Iridium 10 flashes above Rome – 9 June 2018
When you look up at night, you can see much more than the stars and many natural celestial bodies: plenty of artificial satellite passes add to the beauty of the sky, sometimes offering unique shows. Like the Iridium flares.
Iridium flares, due to artificial satellites belonging to the Iridium Satellite Constellation, have been very popular over the last two decades, offering amazing opportunities to see something very bright happening in the sky. For sure, they contributed to promote the wonders of the night sky. Unfortunately, they are going to disappear soon, so it would be great if we observe them until they are gone.
On 9 June, 2018, a bright Iridium flare event, involving the Iridium 10 satellite, was expected to shine above Rome. It was going to happen in a dark sky, after the end of the astronomical twilight, and peaking at mag. -5.8, all this making the event quite remarkable. I decided to image it, hopefully including something special in my image.
Considering the altitude of the flare was about 20 degrees, it was a perfect event to be framed with something from Rome, the Eternal City. I managed to find a nice place as for the imaging set and selected one from where I could see the Tiber river and the wonderful St. Peter’s Dome, a masterpiece tightened with the name of Michelangelo.

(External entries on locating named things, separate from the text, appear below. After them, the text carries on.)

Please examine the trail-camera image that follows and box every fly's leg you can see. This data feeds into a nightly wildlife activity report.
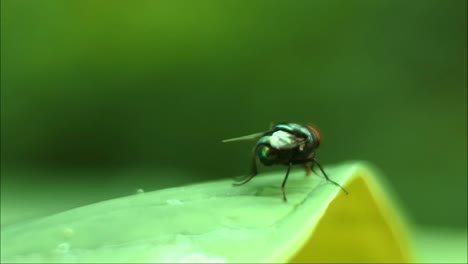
[281,162,292,202]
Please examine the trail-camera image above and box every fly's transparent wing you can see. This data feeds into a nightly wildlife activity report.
[222,132,265,143]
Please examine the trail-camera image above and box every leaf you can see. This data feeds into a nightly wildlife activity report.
[1,162,414,263]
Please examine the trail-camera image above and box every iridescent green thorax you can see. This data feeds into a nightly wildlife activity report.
[255,123,319,166]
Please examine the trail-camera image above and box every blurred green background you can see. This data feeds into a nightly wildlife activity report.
[1,0,467,233]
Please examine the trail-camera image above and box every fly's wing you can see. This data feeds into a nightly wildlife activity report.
[222,132,265,143]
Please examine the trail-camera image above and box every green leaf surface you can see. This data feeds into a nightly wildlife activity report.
[1,162,413,263]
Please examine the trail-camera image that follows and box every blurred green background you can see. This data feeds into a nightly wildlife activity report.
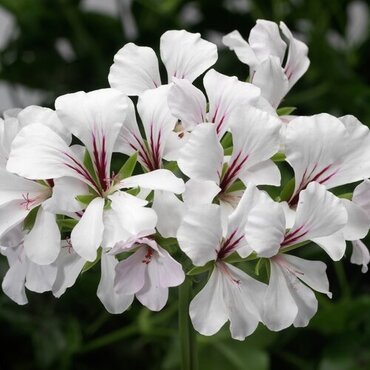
[0,0,370,370]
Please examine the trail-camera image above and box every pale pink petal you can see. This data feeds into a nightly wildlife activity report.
[222,31,259,68]
[240,159,281,186]
[280,22,310,88]
[263,260,301,331]
[120,169,185,194]
[137,85,177,171]
[52,243,86,298]
[220,107,281,190]
[114,247,147,295]
[178,123,224,183]
[189,268,228,336]
[341,199,370,240]
[203,69,260,137]
[7,124,97,188]
[18,105,72,145]
[351,240,370,274]
[282,182,348,246]
[352,179,370,216]
[177,204,222,266]
[55,89,128,190]
[152,190,185,238]
[108,42,161,95]
[248,19,286,64]
[24,207,60,265]
[252,56,289,109]
[168,78,207,130]
[182,179,221,207]
[96,252,134,314]
[245,185,285,257]
[71,198,104,261]
[155,247,185,288]
[1,254,28,305]
[160,30,217,82]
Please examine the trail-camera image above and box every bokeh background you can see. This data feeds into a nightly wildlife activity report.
[0,0,370,370]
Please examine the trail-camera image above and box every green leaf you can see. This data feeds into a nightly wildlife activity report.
[81,247,102,274]
[276,107,297,116]
[186,261,214,276]
[271,152,286,162]
[76,194,96,205]
[117,152,137,180]
[280,177,295,202]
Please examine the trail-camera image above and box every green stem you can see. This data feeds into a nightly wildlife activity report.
[179,278,198,370]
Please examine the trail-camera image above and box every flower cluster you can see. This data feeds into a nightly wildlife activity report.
[0,20,370,340]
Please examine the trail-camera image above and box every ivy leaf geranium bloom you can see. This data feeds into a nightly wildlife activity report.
[177,187,266,340]
[7,89,184,261]
[108,30,217,96]
[223,19,310,109]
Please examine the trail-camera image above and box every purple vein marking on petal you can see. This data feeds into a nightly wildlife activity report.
[220,152,249,192]
[62,152,99,192]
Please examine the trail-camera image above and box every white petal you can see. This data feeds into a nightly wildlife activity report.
[189,268,228,335]
[312,230,346,261]
[245,185,285,257]
[104,191,157,248]
[71,198,104,261]
[155,247,185,288]
[24,207,60,265]
[153,190,185,238]
[352,180,370,216]
[120,169,185,194]
[203,69,260,138]
[281,254,331,298]
[341,199,370,240]
[263,261,301,331]
[137,85,177,170]
[2,259,28,305]
[177,204,222,266]
[182,179,221,207]
[52,245,86,298]
[0,200,29,238]
[168,78,207,130]
[223,107,281,189]
[351,240,370,273]
[280,22,310,88]
[96,253,134,314]
[221,264,267,340]
[0,168,49,209]
[25,261,57,293]
[222,31,259,68]
[248,19,286,63]
[252,56,289,109]
[43,177,89,213]
[114,247,147,295]
[18,105,72,145]
[160,30,217,82]
[114,99,145,156]
[283,182,348,246]
[55,89,128,185]
[7,124,94,186]
[240,159,281,186]
[178,123,224,183]
[108,42,161,95]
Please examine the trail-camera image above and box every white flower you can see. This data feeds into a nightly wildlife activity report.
[223,19,310,108]
[108,30,217,95]
[177,187,266,340]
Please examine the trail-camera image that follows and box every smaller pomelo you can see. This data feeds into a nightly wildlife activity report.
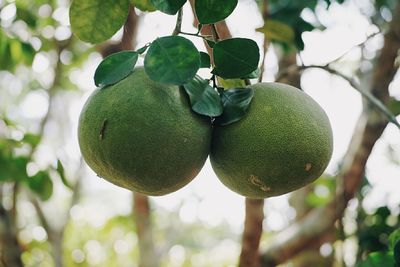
[78,68,211,196]
[210,83,333,198]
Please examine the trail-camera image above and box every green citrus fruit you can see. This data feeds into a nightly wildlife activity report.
[78,68,212,195]
[210,83,333,198]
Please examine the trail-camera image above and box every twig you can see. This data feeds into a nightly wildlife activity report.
[299,65,400,129]
[261,4,400,266]
[258,0,269,82]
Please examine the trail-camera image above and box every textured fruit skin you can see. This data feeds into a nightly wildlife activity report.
[78,68,212,196]
[210,83,333,198]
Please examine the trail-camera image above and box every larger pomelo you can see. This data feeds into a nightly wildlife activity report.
[210,83,333,198]
[78,68,211,195]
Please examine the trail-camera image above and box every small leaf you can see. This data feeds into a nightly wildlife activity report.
[213,38,260,79]
[200,52,211,68]
[57,160,72,189]
[69,0,129,43]
[356,252,394,267]
[94,51,139,86]
[151,0,186,15]
[131,0,157,12]
[28,171,53,201]
[136,43,151,54]
[256,20,295,44]
[144,36,200,85]
[183,76,222,117]
[217,76,246,90]
[216,88,254,126]
[194,0,238,24]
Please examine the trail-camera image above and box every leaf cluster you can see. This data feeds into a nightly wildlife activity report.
[70,0,260,125]
[0,119,69,201]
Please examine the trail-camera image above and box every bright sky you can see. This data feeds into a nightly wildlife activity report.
[15,1,400,234]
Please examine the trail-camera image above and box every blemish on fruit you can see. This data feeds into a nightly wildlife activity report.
[304,162,312,172]
[99,119,107,140]
[250,175,271,192]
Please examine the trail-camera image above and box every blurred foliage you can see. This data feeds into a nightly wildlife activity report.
[0,0,400,267]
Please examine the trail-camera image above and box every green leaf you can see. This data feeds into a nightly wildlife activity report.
[393,240,400,266]
[256,20,295,44]
[213,38,260,79]
[242,68,261,79]
[200,52,211,68]
[356,252,394,267]
[151,0,186,15]
[217,76,246,90]
[183,76,222,117]
[94,51,139,86]
[136,43,151,54]
[144,36,200,85]
[195,0,238,24]
[28,171,53,201]
[205,39,216,48]
[131,0,157,12]
[216,88,254,126]
[69,0,129,43]
[56,160,72,189]
[389,229,400,250]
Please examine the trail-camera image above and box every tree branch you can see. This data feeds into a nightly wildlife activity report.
[261,1,400,267]
[239,198,264,267]
[98,7,160,267]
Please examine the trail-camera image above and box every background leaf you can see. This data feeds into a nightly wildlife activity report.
[389,229,400,250]
[356,252,394,267]
[195,0,238,24]
[216,88,254,126]
[27,171,53,200]
[69,0,129,43]
[94,51,139,86]
[151,0,186,15]
[131,0,157,12]
[213,38,260,79]
[144,36,200,85]
[256,20,294,44]
[200,52,211,68]
[183,76,223,117]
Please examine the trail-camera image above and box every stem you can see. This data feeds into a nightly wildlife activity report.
[258,0,269,82]
[239,201,264,267]
[211,23,220,42]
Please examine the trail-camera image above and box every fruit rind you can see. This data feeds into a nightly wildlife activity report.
[210,83,333,198]
[78,68,211,196]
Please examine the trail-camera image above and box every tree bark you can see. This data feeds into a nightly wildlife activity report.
[133,193,160,267]
[261,4,400,267]
[239,198,264,267]
[98,7,160,267]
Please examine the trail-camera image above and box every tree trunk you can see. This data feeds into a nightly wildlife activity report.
[261,4,400,266]
[133,193,160,267]
[0,186,24,267]
[239,198,264,267]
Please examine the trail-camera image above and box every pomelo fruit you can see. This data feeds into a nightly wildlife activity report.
[210,83,333,198]
[78,68,212,196]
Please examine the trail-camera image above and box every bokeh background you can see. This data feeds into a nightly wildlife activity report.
[0,0,400,267]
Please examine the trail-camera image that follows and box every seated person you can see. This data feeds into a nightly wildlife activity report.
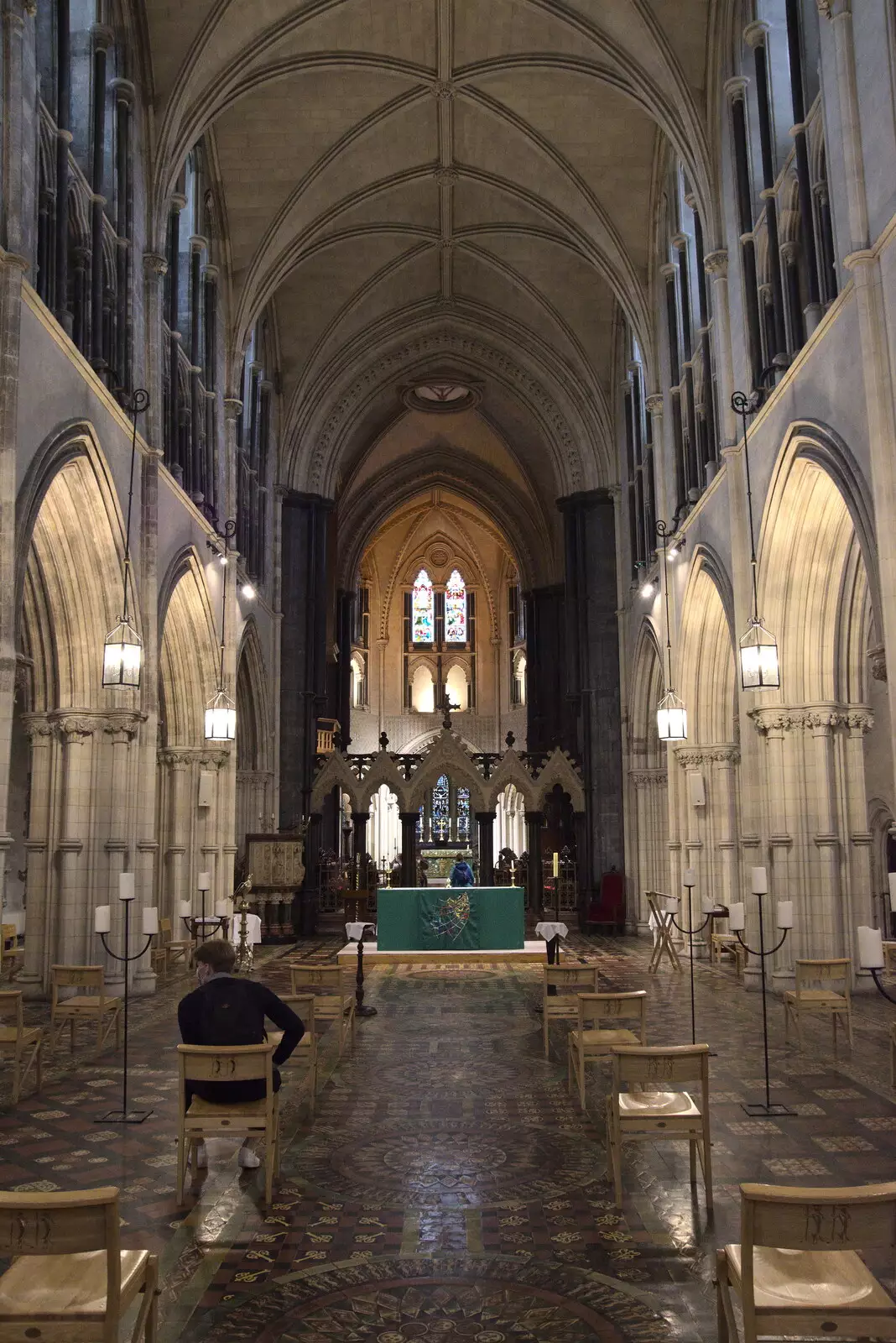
[177,938,305,1170]
[451,853,477,886]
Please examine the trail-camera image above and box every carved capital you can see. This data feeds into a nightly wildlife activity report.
[748,709,806,736]
[703,247,728,280]
[143,253,168,275]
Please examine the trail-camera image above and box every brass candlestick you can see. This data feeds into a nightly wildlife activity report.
[233,873,253,975]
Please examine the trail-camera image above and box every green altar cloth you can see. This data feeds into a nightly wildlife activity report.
[377,886,526,951]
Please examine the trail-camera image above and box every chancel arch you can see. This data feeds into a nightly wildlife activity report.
[750,440,892,956]
[11,446,141,995]
[668,551,741,905]
[159,549,229,915]
[627,619,669,929]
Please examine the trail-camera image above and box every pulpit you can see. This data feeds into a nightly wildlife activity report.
[246,834,314,942]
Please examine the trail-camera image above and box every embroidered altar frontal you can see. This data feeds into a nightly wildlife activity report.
[377,886,526,951]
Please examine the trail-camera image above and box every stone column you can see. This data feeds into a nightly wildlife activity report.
[352,811,370,860]
[526,811,544,918]
[49,714,96,965]
[0,253,27,909]
[399,811,419,886]
[16,713,55,998]
[477,811,495,886]
[0,0,38,259]
[842,708,878,989]
[818,0,867,251]
[703,247,737,447]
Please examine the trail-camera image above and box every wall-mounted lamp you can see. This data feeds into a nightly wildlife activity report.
[731,392,781,690]
[103,387,148,689]
[656,519,688,741]
[206,520,236,741]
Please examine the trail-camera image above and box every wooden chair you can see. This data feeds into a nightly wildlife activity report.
[607,1045,712,1211]
[643,891,681,975]
[784,958,853,1058]
[0,989,43,1105]
[566,989,647,1110]
[0,924,25,980]
[289,965,356,1058]
[0,1186,159,1343]
[173,1039,274,1209]
[150,918,193,979]
[716,1184,896,1343]
[49,965,122,1054]
[542,965,598,1058]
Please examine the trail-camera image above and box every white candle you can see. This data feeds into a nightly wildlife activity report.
[856,928,884,969]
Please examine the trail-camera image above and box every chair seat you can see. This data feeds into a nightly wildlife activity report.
[784,989,847,1007]
[55,994,121,1016]
[724,1245,896,1312]
[0,1251,148,1320]
[569,1029,641,1049]
[186,1096,264,1120]
[620,1092,701,1119]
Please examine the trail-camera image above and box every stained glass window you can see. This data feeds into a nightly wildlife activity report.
[445,569,466,643]
[410,569,435,643]
[432,774,451,844]
[457,788,470,842]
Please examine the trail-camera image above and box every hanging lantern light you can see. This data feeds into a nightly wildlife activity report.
[102,387,148,690]
[656,519,688,741]
[103,618,143,689]
[741,616,781,690]
[731,392,781,690]
[656,690,688,741]
[206,520,236,741]
[206,690,236,741]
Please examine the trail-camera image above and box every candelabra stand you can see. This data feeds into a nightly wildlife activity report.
[734,891,797,1119]
[345,920,377,1016]
[669,886,712,1053]
[94,896,153,1124]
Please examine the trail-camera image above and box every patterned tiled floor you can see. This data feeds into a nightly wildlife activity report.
[0,938,896,1343]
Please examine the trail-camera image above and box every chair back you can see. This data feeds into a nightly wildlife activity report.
[177,1041,273,1093]
[794,956,852,998]
[610,1045,710,1103]
[280,994,320,1037]
[578,989,647,1041]
[0,989,24,1036]
[542,965,598,996]
[0,1184,121,1321]
[741,1182,896,1257]
[289,965,346,994]
[49,965,106,1006]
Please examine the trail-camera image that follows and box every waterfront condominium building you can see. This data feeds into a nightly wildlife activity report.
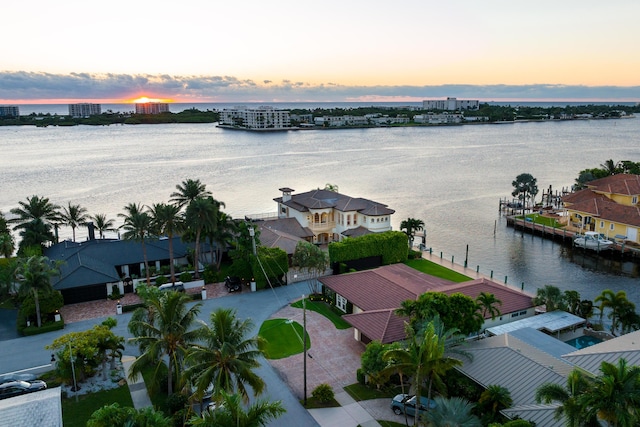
[422,98,480,111]
[69,103,102,117]
[136,102,169,114]
[0,105,20,117]
[220,107,291,129]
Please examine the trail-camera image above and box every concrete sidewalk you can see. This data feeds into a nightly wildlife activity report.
[122,356,153,409]
[309,391,380,427]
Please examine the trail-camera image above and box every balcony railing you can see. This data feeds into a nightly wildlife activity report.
[309,221,336,231]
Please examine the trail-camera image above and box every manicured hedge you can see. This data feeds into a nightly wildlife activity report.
[329,231,409,265]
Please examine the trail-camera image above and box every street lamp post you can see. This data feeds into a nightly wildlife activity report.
[302,295,307,407]
[69,340,78,403]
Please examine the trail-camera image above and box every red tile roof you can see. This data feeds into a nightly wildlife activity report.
[587,173,640,196]
[319,264,533,343]
[342,309,409,344]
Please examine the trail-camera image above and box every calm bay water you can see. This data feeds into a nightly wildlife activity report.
[0,119,640,307]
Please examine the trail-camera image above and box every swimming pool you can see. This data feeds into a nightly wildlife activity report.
[565,335,602,350]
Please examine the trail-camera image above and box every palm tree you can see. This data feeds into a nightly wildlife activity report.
[383,317,464,425]
[16,256,58,327]
[118,203,151,285]
[184,308,265,400]
[0,232,16,258]
[89,214,116,239]
[149,203,184,283]
[580,359,640,427]
[169,179,211,208]
[128,292,202,395]
[185,197,220,279]
[533,285,564,312]
[423,396,482,427]
[400,218,424,248]
[511,173,538,215]
[536,369,600,427]
[594,289,635,335]
[189,391,286,427]
[60,202,89,242]
[8,196,60,248]
[210,211,237,271]
[476,292,502,320]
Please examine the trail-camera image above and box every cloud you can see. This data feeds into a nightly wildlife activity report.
[0,71,640,102]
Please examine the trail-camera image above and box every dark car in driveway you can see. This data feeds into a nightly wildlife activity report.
[0,380,47,399]
[158,282,184,292]
[391,394,436,417]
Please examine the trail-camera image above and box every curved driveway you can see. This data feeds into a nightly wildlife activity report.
[0,282,318,427]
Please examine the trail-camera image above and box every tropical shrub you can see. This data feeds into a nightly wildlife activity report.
[311,383,334,403]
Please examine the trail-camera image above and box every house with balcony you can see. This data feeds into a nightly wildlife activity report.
[273,187,395,244]
[562,174,640,244]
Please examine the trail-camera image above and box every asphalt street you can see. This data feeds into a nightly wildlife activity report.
[0,282,318,427]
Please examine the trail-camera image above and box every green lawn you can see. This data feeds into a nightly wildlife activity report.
[258,319,311,359]
[520,213,562,228]
[405,258,471,283]
[62,384,133,427]
[291,298,351,329]
[344,383,397,402]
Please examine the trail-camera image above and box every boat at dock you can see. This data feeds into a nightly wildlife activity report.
[573,231,614,251]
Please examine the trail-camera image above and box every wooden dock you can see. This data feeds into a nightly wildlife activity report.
[507,215,640,258]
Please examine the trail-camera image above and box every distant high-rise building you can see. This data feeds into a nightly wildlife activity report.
[422,98,480,111]
[0,105,20,117]
[136,102,169,114]
[69,103,102,118]
[220,107,291,129]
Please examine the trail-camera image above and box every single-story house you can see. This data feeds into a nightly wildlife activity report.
[319,264,535,344]
[44,237,190,304]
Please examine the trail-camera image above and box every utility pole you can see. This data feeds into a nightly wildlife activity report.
[302,295,307,408]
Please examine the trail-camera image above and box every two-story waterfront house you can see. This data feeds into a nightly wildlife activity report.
[273,187,395,243]
[562,174,640,244]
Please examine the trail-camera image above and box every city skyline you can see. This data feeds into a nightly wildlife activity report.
[0,0,640,103]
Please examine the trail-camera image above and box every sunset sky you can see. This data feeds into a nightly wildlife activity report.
[0,0,640,103]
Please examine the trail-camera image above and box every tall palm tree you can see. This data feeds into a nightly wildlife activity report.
[8,196,60,230]
[8,196,60,248]
[184,308,265,401]
[128,292,202,395]
[60,202,89,242]
[0,232,16,258]
[383,317,462,425]
[533,285,565,312]
[580,359,640,427]
[89,214,116,239]
[169,179,211,208]
[423,396,482,427]
[16,256,58,327]
[536,369,600,427]
[594,289,635,335]
[210,210,237,271]
[118,203,151,285]
[185,197,219,279]
[189,391,286,427]
[400,218,424,248]
[149,203,184,283]
[476,292,502,320]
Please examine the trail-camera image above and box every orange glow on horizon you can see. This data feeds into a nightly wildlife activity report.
[125,96,173,104]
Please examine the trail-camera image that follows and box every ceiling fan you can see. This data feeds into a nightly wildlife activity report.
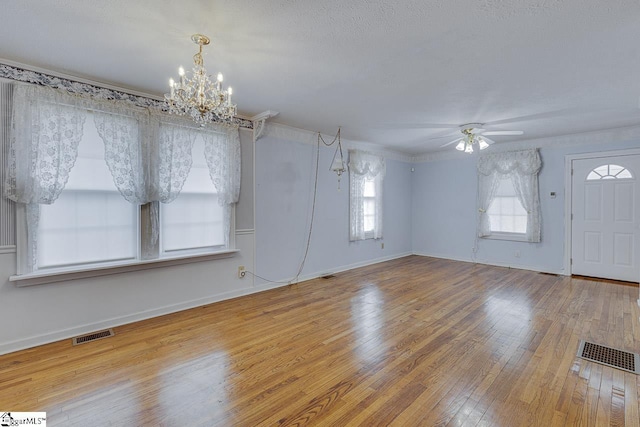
[440,123,524,153]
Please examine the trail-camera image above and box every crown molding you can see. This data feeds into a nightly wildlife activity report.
[0,58,253,129]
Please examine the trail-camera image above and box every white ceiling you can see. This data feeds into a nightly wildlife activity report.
[0,0,640,154]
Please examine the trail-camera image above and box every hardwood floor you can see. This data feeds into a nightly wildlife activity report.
[0,256,640,426]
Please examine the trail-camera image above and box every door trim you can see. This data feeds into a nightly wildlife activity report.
[563,148,640,276]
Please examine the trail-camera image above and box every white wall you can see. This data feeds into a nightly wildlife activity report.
[412,133,640,274]
[0,130,256,354]
[255,125,412,286]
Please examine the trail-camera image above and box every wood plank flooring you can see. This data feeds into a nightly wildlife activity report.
[0,256,640,426]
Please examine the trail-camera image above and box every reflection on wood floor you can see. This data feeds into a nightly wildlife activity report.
[0,256,640,426]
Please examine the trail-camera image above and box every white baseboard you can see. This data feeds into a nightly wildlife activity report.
[413,252,567,276]
[0,252,564,355]
[0,290,246,355]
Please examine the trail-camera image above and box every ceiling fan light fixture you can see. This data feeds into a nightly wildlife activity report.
[478,137,489,150]
[464,142,473,153]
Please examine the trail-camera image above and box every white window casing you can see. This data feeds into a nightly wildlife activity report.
[349,150,386,241]
[4,84,240,275]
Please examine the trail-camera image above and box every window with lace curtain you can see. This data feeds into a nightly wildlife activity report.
[5,85,240,280]
[487,176,527,236]
[349,150,386,241]
[478,150,542,242]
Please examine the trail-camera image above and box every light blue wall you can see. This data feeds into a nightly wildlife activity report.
[255,130,412,283]
[412,139,640,273]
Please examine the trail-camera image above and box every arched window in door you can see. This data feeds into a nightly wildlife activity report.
[587,165,633,181]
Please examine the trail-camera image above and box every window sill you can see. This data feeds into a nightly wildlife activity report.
[9,249,240,287]
[481,233,529,242]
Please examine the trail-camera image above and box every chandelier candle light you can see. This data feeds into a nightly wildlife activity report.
[164,34,236,126]
[456,129,489,153]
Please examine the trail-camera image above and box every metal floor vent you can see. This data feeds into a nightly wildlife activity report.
[578,341,640,375]
[73,329,115,345]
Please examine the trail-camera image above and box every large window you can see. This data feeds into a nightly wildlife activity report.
[160,137,225,254]
[37,114,138,269]
[363,178,376,239]
[487,177,527,236]
[5,85,240,280]
[478,150,542,242]
[349,150,386,241]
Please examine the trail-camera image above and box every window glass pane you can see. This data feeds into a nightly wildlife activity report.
[160,137,225,252]
[38,112,138,268]
[609,165,624,175]
[587,171,602,181]
[587,165,633,181]
[162,192,224,252]
[38,190,137,268]
[487,177,527,234]
[364,179,376,197]
[593,165,609,176]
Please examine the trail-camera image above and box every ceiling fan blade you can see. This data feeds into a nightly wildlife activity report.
[440,138,464,148]
[376,123,459,129]
[482,130,524,135]
[426,130,460,141]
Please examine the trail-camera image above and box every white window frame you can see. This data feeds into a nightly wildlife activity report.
[483,176,527,242]
[0,84,239,286]
[349,150,386,242]
[477,149,542,243]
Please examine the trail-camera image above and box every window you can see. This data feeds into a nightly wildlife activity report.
[363,178,376,239]
[36,113,139,269]
[478,150,542,242]
[349,150,386,241]
[160,136,225,255]
[5,85,240,283]
[587,165,633,181]
[487,177,527,235]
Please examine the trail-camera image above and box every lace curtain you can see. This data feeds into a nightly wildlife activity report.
[5,85,85,271]
[5,85,240,271]
[349,150,387,241]
[478,150,542,242]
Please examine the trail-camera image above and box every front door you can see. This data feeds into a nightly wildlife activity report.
[571,155,640,282]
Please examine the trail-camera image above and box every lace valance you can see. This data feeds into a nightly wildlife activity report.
[349,150,387,179]
[478,149,542,175]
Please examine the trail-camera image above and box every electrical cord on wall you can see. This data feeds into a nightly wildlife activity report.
[245,128,342,285]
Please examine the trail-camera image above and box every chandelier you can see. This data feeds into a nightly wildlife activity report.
[164,34,236,126]
[456,129,489,153]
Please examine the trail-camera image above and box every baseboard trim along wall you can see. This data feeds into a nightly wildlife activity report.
[413,252,567,276]
[0,252,565,354]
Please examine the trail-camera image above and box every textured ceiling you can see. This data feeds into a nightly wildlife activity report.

I used one of my Canon 5D mark IV DSLR bodies and a Canon EF 24-70mm f/2.8L II USM lens, set at 41mm @f/4. Considering the exact moment of the brightness peak, I started the exposure 10 seconds before and ended it 10 seconds after. Of course the imaging setup was properly installed on a sturdy tripod.
The resulting image is shared above: I’m very happy with the results and i’m already looking forward to see another bright event!